En participant de façon plus active à ces opérations de restructuration, les entreprises françaises rejoignent un mouvement général. Ainsi, en 1999, la valeur totale des transactions avec une composante française se montait à 1 870 milliards de francs, qui englobent des restructurations entre acteurs domestiques à hauteur de 895,5 milliards, des acquisitions de 767,9 milliards réalisées par des groupes français à l'étranger, et des acquisitions de 207 milliards réalisées par des groupes étrangers en France. Malgré le niveau déjà atteint par ces transactions, les entreprises françaises conservent encore un potentiel important de concentrations et de restructurations. Avec des secteurs industriels, financiers ou tertiaires moins concentrés que dans d'autres grands pays développés, et des entreprises dont la taille reste le plus souvent en retrait de celle de leurs principaux concurrents étrangers, la France devrait connaître une poursuite durable de ce mouvement et de nouvelles vagues de fusions et d'acquisitions.

Pour évaluer la portée des restructurations en cours, il faut d'abord dégager le rôle spécifique des fusions et acquisitions dans les mouvements de réorganisation capitalistique qui affectent les entreprises.

De façon générale, une opération de fusion-acquisition constitue une opération de croissance externe. Elle peut être décidée de façon unilatérale par un des protagonistes concernés, qui prend l'initiative d'une opération hostile ou, pour utiliser les euphémismes qui ont cours, inamicale ou non sollicitée ; mais elle peut également procéder d'un accord entre les groupes de contrôle des entreprises concernées et revêt alors le caractère d'une opération amicale. Quelles que soient les conditions dans lesquelles elle est engagée, une telle opération débouche soit sur l'absorption d'une ou de plusieurs entités par une autre, soit sur la constitution d'une entreprise nouvelle, née de la fusion des entités intégrées. Dans certains cas encore, la formation ou l'extension d'un groupe permet de fédérer plusieurs entreprises, qui conservent leur indépendance juridique mais acquièrent une unité de décision et une cohérence stratégique grâce à l'établissement, entre elles, de liens en capital.
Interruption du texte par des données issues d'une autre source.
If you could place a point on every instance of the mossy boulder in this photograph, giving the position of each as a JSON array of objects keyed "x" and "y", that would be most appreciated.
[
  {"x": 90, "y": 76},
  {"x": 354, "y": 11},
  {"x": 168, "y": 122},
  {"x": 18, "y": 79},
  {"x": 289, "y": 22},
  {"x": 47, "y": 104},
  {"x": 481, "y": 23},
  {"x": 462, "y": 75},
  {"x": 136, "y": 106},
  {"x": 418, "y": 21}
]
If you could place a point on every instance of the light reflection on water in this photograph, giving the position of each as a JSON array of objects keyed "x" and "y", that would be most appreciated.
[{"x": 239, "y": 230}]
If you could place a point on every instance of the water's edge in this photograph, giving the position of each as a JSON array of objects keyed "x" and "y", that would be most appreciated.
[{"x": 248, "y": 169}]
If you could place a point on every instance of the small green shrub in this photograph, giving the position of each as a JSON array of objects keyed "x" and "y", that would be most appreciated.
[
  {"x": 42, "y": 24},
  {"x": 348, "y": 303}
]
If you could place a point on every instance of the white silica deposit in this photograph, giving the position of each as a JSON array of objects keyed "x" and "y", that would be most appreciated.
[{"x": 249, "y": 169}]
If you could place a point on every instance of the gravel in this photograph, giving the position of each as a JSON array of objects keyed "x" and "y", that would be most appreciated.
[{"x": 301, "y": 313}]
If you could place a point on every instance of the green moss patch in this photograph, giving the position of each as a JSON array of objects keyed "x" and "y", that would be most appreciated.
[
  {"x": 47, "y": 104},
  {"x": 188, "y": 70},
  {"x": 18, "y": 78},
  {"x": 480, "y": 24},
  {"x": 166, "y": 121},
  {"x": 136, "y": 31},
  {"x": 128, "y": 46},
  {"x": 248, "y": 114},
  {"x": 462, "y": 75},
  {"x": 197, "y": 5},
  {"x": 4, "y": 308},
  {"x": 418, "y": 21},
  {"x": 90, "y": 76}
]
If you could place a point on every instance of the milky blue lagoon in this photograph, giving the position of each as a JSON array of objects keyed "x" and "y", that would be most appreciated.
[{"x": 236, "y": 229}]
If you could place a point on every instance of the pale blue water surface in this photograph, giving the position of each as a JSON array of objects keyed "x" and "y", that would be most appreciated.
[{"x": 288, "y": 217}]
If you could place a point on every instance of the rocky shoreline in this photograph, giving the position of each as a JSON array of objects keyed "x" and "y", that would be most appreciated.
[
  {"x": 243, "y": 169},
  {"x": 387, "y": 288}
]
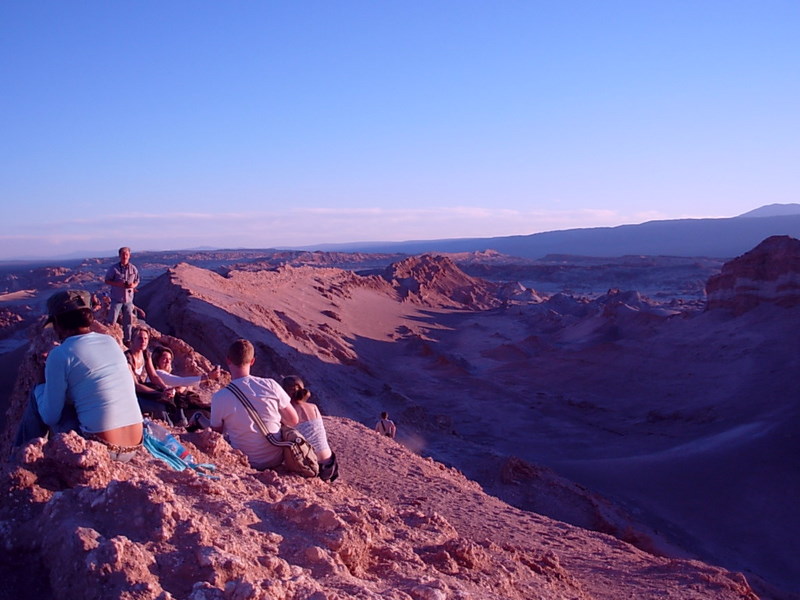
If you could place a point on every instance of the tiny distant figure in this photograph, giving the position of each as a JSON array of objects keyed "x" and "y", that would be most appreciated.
[
  {"x": 271, "y": 402},
  {"x": 87, "y": 385},
  {"x": 386, "y": 426},
  {"x": 123, "y": 277}
]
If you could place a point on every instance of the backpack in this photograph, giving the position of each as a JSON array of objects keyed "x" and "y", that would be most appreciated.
[
  {"x": 298, "y": 455},
  {"x": 330, "y": 470}
]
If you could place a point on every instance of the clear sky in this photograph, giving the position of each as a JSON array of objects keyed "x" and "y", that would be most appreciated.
[{"x": 166, "y": 125}]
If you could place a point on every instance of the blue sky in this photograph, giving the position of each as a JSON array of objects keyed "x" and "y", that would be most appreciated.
[{"x": 165, "y": 125}]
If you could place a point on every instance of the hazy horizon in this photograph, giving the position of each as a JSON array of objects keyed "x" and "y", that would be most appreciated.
[{"x": 269, "y": 125}]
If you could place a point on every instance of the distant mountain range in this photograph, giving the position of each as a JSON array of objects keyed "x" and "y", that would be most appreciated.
[{"x": 718, "y": 238}]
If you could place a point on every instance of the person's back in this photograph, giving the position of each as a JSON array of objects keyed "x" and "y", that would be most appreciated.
[
  {"x": 310, "y": 424},
  {"x": 87, "y": 385},
  {"x": 271, "y": 402},
  {"x": 97, "y": 380}
]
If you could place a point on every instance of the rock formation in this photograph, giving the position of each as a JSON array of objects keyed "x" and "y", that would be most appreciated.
[{"x": 767, "y": 274}]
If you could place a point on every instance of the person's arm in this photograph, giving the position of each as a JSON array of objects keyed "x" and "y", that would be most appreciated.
[
  {"x": 217, "y": 420},
  {"x": 52, "y": 395},
  {"x": 135, "y": 282},
  {"x": 151, "y": 372},
  {"x": 177, "y": 381}
]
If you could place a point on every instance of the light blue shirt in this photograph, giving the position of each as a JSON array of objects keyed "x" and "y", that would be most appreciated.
[{"x": 89, "y": 371}]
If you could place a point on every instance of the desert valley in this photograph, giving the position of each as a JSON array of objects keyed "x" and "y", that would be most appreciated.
[{"x": 569, "y": 427}]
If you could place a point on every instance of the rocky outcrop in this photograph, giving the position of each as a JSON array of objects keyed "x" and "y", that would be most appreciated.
[
  {"x": 79, "y": 526},
  {"x": 437, "y": 281},
  {"x": 769, "y": 273}
]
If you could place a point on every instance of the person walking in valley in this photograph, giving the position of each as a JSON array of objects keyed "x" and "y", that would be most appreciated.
[{"x": 386, "y": 426}]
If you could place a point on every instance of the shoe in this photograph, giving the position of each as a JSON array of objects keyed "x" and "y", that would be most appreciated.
[{"x": 194, "y": 423}]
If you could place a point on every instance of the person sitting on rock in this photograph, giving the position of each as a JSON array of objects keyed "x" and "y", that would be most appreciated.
[
  {"x": 386, "y": 426},
  {"x": 184, "y": 398},
  {"x": 310, "y": 423},
  {"x": 155, "y": 397},
  {"x": 273, "y": 405},
  {"x": 87, "y": 385},
  {"x": 163, "y": 359}
]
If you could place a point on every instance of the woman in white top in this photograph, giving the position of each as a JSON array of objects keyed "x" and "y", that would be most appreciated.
[
  {"x": 310, "y": 423},
  {"x": 163, "y": 358}
]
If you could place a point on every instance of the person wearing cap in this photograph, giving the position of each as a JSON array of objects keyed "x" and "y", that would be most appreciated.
[
  {"x": 88, "y": 386},
  {"x": 123, "y": 277}
]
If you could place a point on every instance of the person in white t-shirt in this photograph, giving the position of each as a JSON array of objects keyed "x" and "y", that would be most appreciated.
[{"x": 272, "y": 403}]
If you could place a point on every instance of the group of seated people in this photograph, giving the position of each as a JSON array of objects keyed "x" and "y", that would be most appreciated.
[{"x": 93, "y": 387}]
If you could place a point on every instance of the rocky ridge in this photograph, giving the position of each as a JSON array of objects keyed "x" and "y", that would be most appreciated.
[{"x": 769, "y": 273}]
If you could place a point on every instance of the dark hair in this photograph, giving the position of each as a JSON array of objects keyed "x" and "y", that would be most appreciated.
[
  {"x": 159, "y": 350},
  {"x": 75, "y": 319},
  {"x": 291, "y": 379}
]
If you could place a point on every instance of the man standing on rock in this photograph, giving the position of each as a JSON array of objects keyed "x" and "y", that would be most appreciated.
[
  {"x": 272, "y": 403},
  {"x": 87, "y": 384},
  {"x": 123, "y": 277}
]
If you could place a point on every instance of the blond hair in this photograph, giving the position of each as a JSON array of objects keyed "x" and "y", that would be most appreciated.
[{"x": 241, "y": 353}]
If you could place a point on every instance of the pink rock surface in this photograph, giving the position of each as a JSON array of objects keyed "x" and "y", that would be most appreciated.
[{"x": 76, "y": 525}]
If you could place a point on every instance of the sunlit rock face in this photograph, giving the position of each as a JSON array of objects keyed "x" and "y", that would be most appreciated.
[{"x": 769, "y": 273}]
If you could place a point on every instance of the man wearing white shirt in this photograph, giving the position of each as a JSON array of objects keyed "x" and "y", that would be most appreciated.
[{"x": 272, "y": 403}]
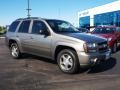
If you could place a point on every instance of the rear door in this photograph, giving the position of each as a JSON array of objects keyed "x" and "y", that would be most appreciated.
[
  {"x": 40, "y": 43},
  {"x": 23, "y": 34}
]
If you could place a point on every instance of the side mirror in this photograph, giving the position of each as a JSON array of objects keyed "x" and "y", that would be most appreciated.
[{"x": 44, "y": 32}]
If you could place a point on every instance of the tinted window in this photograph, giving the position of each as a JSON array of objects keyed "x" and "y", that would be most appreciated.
[
  {"x": 13, "y": 26},
  {"x": 24, "y": 27},
  {"x": 84, "y": 22},
  {"x": 103, "y": 30},
  {"x": 60, "y": 26},
  {"x": 37, "y": 26},
  {"x": 118, "y": 29},
  {"x": 109, "y": 18}
]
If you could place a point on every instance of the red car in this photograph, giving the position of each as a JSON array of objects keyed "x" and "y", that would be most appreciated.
[{"x": 111, "y": 33}]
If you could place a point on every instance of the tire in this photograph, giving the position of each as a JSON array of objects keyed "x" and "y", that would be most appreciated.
[
  {"x": 68, "y": 61},
  {"x": 15, "y": 51},
  {"x": 114, "y": 48}
]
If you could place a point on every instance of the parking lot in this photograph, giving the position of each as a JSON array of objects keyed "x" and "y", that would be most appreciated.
[{"x": 36, "y": 73}]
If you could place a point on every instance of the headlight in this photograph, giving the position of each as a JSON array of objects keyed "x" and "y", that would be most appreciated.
[
  {"x": 90, "y": 47},
  {"x": 109, "y": 39}
]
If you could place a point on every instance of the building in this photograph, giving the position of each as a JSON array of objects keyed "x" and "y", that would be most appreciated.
[{"x": 108, "y": 14}]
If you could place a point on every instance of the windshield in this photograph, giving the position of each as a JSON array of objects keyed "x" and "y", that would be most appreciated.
[
  {"x": 104, "y": 30},
  {"x": 60, "y": 26}
]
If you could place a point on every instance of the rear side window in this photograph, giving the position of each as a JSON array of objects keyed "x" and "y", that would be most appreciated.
[
  {"x": 24, "y": 27},
  {"x": 13, "y": 26},
  {"x": 37, "y": 26}
]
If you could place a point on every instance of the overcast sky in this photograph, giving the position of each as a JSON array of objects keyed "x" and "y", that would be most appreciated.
[{"x": 58, "y": 9}]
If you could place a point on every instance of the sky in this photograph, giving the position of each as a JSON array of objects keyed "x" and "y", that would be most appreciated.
[{"x": 67, "y": 10}]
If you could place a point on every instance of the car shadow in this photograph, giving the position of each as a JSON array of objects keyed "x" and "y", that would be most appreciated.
[{"x": 104, "y": 66}]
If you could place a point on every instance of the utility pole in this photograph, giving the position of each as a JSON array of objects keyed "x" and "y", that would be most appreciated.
[{"x": 28, "y": 9}]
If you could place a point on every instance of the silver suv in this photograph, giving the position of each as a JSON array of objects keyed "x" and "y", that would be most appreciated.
[{"x": 57, "y": 40}]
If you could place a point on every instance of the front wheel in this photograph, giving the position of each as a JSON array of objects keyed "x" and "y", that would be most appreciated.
[
  {"x": 15, "y": 52},
  {"x": 68, "y": 61}
]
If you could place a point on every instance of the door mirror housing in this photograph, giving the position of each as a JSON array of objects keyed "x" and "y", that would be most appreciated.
[{"x": 44, "y": 32}]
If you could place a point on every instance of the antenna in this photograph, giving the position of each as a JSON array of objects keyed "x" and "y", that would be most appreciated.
[{"x": 28, "y": 9}]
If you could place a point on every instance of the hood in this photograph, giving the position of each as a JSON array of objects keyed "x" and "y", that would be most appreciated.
[{"x": 89, "y": 38}]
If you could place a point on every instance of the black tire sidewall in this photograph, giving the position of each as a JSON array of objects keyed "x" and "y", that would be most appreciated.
[{"x": 73, "y": 54}]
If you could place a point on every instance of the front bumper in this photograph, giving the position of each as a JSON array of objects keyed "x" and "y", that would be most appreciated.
[{"x": 91, "y": 59}]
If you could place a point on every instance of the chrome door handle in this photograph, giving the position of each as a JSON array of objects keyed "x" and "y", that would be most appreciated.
[{"x": 31, "y": 38}]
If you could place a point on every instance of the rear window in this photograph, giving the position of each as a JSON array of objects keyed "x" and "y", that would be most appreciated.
[
  {"x": 104, "y": 30},
  {"x": 13, "y": 26}
]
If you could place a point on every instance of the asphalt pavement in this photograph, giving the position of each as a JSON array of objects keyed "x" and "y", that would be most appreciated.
[{"x": 37, "y": 73}]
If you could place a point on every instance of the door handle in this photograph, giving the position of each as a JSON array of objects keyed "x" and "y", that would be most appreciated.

Malgré la diversité de leurs modalités, ces opérations ont en commun de mettre en jeu les structures capitalistiques des entités qu'elles concernent. Elles se traduisent par un réaménagement du périmètre juridique et stratégique de ces dernières. A cet égard, elles diffèrent de relations interentreprises d'un autre type, qui appuient des coopérations durables sur le recours à des mécanismes contractuels sans exiger nécessairement des prises de participation ou des prises de contrôle 1. De tels partenariats, qui économisent les mises de fonds imposées par des acquisitions importantes, correspondent à la mise en commun de certaines activités par plusieurs entreprises.